Cheeseburger in Parisdise

I was invited to a costume party last weekend which required each guest to come dressed as a celebrity. I figured Jimmy Buffett was a natural, both because he is my lifestyle role model, and because the “costume” can be reduced to wearing a Hawaiian shirt and chugging rum from the bottle, i.e., calling my normal party behavior a costume.

But it became clear that this was a fateful decision when I learned that Buffett was playing one show in Paris on the night before the party. I walked down to the venue to buy some paraphernalia for the costume, and naturally found myself drawn into the concert.
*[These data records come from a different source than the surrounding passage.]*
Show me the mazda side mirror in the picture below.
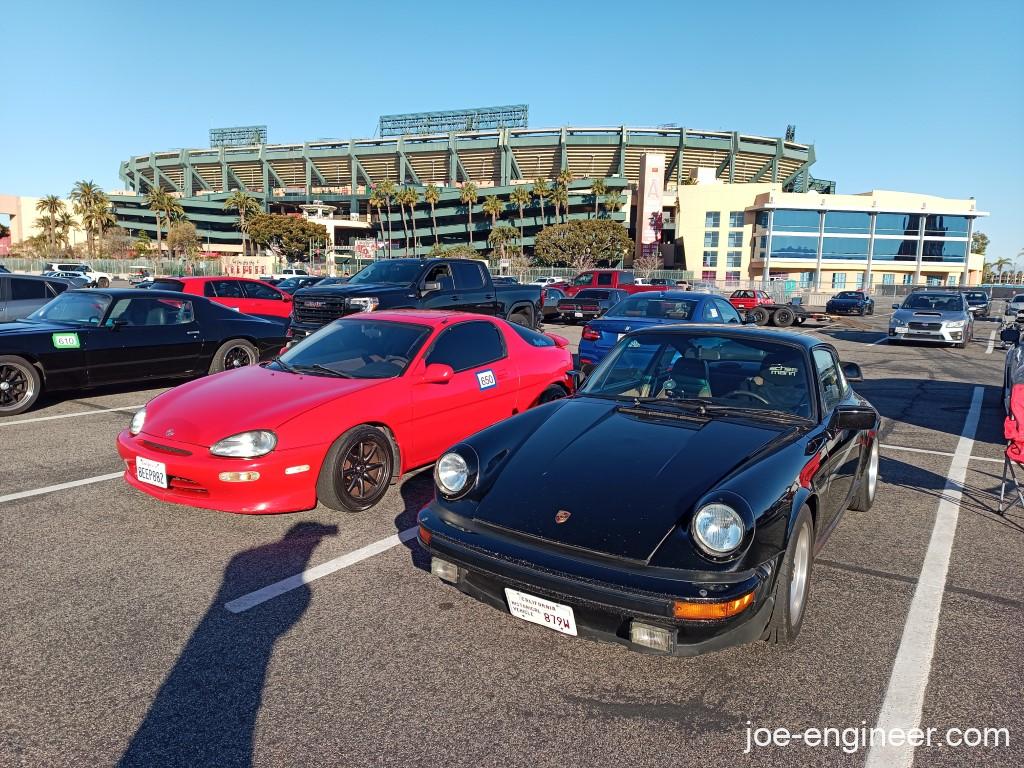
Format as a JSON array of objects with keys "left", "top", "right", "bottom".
[
  {"left": 568, "top": 369, "right": 586, "bottom": 389},
  {"left": 421, "top": 363, "right": 454, "bottom": 384},
  {"left": 422, "top": 281, "right": 441, "bottom": 294},
  {"left": 834, "top": 404, "right": 876, "bottom": 431},
  {"left": 841, "top": 362, "right": 864, "bottom": 382}
]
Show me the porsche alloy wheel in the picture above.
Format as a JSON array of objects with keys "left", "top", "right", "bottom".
[
  {"left": 788, "top": 520, "right": 811, "bottom": 621},
  {"left": 765, "top": 505, "right": 815, "bottom": 645},
  {"left": 850, "top": 439, "right": 879, "bottom": 512},
  {"left": 209, "top": 339, "right": 259, "bottom": 374},
  {"left": 0, "top": 356, "right": 42, "bottom": 416},
  {"left": 317, "top": 425, "right": 395, "bottom": 513}
]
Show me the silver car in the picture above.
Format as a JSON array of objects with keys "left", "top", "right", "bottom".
[
  {"left": 1006, "top": 294, "right": 1024, "bottom": 316},
  {"left": 888, "top": 291, "right": 973, "bottom": 348},
  {"left": 0, "top": 274, "right": 74, "bottom": 322}
]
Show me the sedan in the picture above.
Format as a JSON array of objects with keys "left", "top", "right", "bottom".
[
  {"left": 889, "top": 291, "right": 973, "bottom": 348},
  {"left": 578, "top": 290, "right": 742, "bottom": 371},
  {"left": 1006, "top": 294, "right": 1024, "bottom": 316},
  {"left": 556, "top": 288, "right": 629, "bottom": 324},
  {"left": 825, "top": 290, "right": 874, "bottom": 316},
  {"left": 117, "top": 311, "right": 574, "bottom": 514},
  {"left": 418, "top": 326, "right": 879, "bottom": 656},
  {"left": 149, "top": 276, "right": 293, "bottom": 324}
]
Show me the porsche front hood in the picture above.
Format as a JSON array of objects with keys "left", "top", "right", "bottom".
[{"left": 471, "top": 398, "right": 788, "bottom": 562}]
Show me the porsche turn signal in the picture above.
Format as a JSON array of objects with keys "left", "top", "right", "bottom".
[{"left": 673, "top": 590, "right": 755, "bottom": 620}]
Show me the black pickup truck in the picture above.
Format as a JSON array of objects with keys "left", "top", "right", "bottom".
[{"left": 289, "top": 258, "right": 543, "bottom": 339}]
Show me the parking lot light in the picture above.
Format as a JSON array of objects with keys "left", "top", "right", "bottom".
[
  {"left": 629, "top": 622, "right": 673, "bottom": 652},
  {"left": 218, "top": 471, "right": 261, "bottom": 483},
  {"left": 430, "top": 557, "right": 459, "bottom": 583},
  {"left": 672, "top": 590, "right": 754, "bottom": 620}
]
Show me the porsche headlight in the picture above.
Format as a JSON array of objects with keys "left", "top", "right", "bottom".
[
  {"left": 944, "top": 319, "right": 965, "bottom": 329},
  {"left": 210, "top": 430, "right": 277, "bottom": 458},
  {"left": 348, "top": 297, "right": 379, "bottom": 312},
  {"left": 435, "top": 452, "right": 470, "bottom": 496},
  {"left": 692, "top": 503, "right": 746, "bottom": 556},
  {"left": 129, "top": 407, "right": 146, "bottom": 436}
]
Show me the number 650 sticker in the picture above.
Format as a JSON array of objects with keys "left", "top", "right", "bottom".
[{"left": 476, "top": 369, "right": 497, "bottom": 390}]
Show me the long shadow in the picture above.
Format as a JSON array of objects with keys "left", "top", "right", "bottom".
[
  {"left": 118, "top": 521, "right": 338, "bottom": 768},
  {"left": 395, "top": 471, "right": 435, "bottom": 573}
]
It was pretty slack and desultory at first, but about halfway through the show, the band went into a killer cover of Southern Cross – a song that could have been written for them – and then Monsieur Buffett proceeded to tear it up for the rest of the night.

One of the many great things about living here is the fun of having typically American experiences completely out-of-context. The annual late-September Buffett concert in Paris has become, like the seven-a-sides in Hong Kong, a ritual gathering point for expats for thousands of miles around. This created a hilarious Anglophone bubble in the middle of Paris. About the only French I heard came from Jimmy at the mic (who, having lived here years ago, still seems to have pretty passable French).

A surprising number of his songs reference the city. In fact, he closed the concert with a great acoustic version of He Went to Paris, which is a song that Bob Dylan cited as one of his favorite tunes by one of his favorite songwriters. Though not many of us here are living a Lost Generation literary life, it still felt very bonding.

Living in Europe has created for me a mostly pleasant sense of distance from a lot of the day-to-day of U.S. politics, hence my limited blogging over the past months. Or maybe it’s just that the warm summer breezes and French wines and cheeses have put my ambitions at bay.